For Kant, as may be well-known, the problem of evil was understood as a “propensity to subordinate moral motivation to selfish motives in the general forms of self-interest and self-conceit.” Kant imagined that “where such a law-governed social order is characterized as a ‘glittering misery,’ ever at risk of collapsing from within, without a ‘conversion of hearts’ that could only be brought about by the workings of a universal moral religion.”

What’s McCarthy getting at? Well, Habermas was aware of Hegel’s understanding of history as a “slaughter block” – the happiness of peoples was sacrificed for the development of Reason. Basically, McCarthy argues that Habermas’s “communication-theoretic account of human nature and conduct that he eventually proposed in their [pessimistic anthropologies] stead, despite the magnificence of its construction, has not, in [his] view, adequately theorized our natural tendencies toward ‘evil’ or the ‘slaughter block’ aspects of our past and present. In an approach to history meant to encourage social movements and political actors to try to realize the rational potentials that social learning processes have built up, it would seem very important also to analyze systematically the types and sources of counter forces that have historically blocked, delayed, and distorted such attempts. The histories of establishing religious tolerance, democratic government, emancipation of slaves, liberation from colonial rule, and the like are as bloody as the rest.”

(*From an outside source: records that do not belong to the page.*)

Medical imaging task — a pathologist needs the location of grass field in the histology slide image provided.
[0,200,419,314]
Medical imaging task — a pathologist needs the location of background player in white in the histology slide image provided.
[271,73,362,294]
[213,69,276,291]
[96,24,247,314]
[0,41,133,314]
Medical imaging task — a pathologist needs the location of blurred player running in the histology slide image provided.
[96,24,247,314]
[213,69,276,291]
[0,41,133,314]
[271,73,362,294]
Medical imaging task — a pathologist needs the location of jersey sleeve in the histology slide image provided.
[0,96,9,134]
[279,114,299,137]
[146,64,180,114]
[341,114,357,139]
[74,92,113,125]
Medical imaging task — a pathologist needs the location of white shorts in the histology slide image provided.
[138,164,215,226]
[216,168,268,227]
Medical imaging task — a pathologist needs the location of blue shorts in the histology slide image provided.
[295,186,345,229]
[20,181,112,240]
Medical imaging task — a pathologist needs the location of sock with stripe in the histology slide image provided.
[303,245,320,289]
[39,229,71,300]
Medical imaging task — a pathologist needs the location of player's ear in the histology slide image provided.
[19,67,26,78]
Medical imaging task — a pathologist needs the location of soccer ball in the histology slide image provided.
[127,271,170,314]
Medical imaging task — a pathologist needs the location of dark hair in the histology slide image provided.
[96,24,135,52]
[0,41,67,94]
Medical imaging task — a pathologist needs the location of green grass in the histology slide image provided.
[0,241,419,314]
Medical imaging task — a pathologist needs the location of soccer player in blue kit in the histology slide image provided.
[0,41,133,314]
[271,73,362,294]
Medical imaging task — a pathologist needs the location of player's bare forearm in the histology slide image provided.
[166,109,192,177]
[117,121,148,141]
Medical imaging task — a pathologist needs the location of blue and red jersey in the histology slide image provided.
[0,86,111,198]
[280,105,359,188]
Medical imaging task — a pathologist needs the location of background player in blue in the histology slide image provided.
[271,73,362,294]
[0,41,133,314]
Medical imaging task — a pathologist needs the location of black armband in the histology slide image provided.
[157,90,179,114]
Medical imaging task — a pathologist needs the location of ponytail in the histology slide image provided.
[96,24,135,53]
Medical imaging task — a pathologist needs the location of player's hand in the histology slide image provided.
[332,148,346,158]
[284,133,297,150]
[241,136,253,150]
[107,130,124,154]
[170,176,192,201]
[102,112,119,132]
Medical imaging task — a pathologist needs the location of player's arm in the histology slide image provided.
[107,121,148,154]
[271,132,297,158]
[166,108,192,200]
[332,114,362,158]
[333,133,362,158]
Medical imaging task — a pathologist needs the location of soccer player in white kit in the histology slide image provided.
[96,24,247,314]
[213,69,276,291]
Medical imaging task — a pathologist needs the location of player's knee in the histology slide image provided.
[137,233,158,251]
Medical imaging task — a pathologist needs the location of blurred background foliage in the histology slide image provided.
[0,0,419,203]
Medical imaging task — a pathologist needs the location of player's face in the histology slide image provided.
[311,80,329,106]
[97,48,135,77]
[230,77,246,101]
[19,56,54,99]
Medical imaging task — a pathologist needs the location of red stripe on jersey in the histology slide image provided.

To conclude, McCarthy considers that the “immigration” of theological ideas into postmetaphysical thought cannot be “complete without a secular translation of the Christian notion of our fallen nature, which has been a dominant theme at least since Augustine.” I think McCarthy is correct to point out that one of the most serious lingering problems in Critical Theory as Emancipatory Project has to do with the “types of motivation” required for the “sorts of transformations Habermas has in mind.”

Speaking rather tenderly, McCarthy insists that it is not enough to imagine the possibility of favorable outcomes. This is akin to living in Kierkegaard’s doghouse next door to the palace. Political actors must be concerned with their probability or at the very least their feasibility. In other words, the realization of rational potentials requires an empirical grasp of how great our chances of failure are, how high are the costs of acting here and now, and so on. We must come to terms with the way our motivations are shot through with the interests, passions and conceits that Kant and Hegel stressed.